24 May 2026, 14:38

Strafbefehl für Autor wegen alter Twitter-Beleidigung gegen CDU-Politiker Amthor

Beleidigungen gegen Politiker

Strafbefehl für Autor wegen alter Twitter-Beleidigung gegen CDU-Politiker Amthor

Ein deutscher Autor hat einen Strafbefehl erhalten, weil er vor über vier Jahren in einem Tweet einen Politiker beleidigt hatte. Im Mittelpunkt des Falls steht ein Beitrag aus dem Jahr 2020, in dem der Autor den CDU-Abgeordneten Philipp Amthor als „rassistischen Arsch“ bezeichnete. Die Staatsanwaltschaft leitete daraufhin ein Verfahren nach Paragraf 188 des Strafgesetzbuchs ein. Dem Autor drohen nun 90 Tagessätze – es sei denn, er legt innerhalb von zwei Wochen Einspruch gegen das Urteil ein.

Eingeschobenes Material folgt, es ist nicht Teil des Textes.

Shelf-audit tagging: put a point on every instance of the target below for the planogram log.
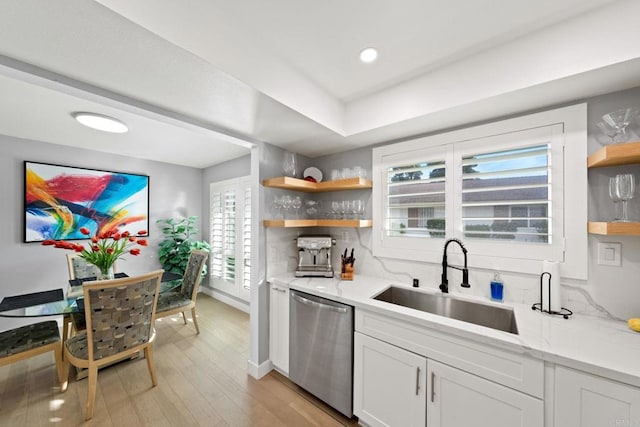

Der Strafbefehl traf vor sechs Wochen von der Staatsanwaltschaft Koblenz ein. Er folgte einer Untersuchung des Twitter-Accounts des Autors, bei der Beamte den alten Tweet über Amthor ausfindig machten. Nach Paragraf 188 kann der Staat solche Fälle auch ohne formelle Anzeige verfolgen; die Verjährungsfrist beträgt fünf Jahre.

Das Verfahren gegen den Autor endete zwar ohne weitere Konsequenzen, doch er zeigt sich besorgt über die weiteren Auswirkungen. Er argumentiert, dass normale Bürger, die weder über juristisches Fachwissen noch über finanzielle Mittel verfügen, leicht in eine ähnliche Falle tappen könnten. Die unklare Formulierung des Gesetzes und dessen uneinheitliche Anwendung schafften seiner Meinung nach ungerechte Risiken für diejenigen, die sich im System nicht auskennen.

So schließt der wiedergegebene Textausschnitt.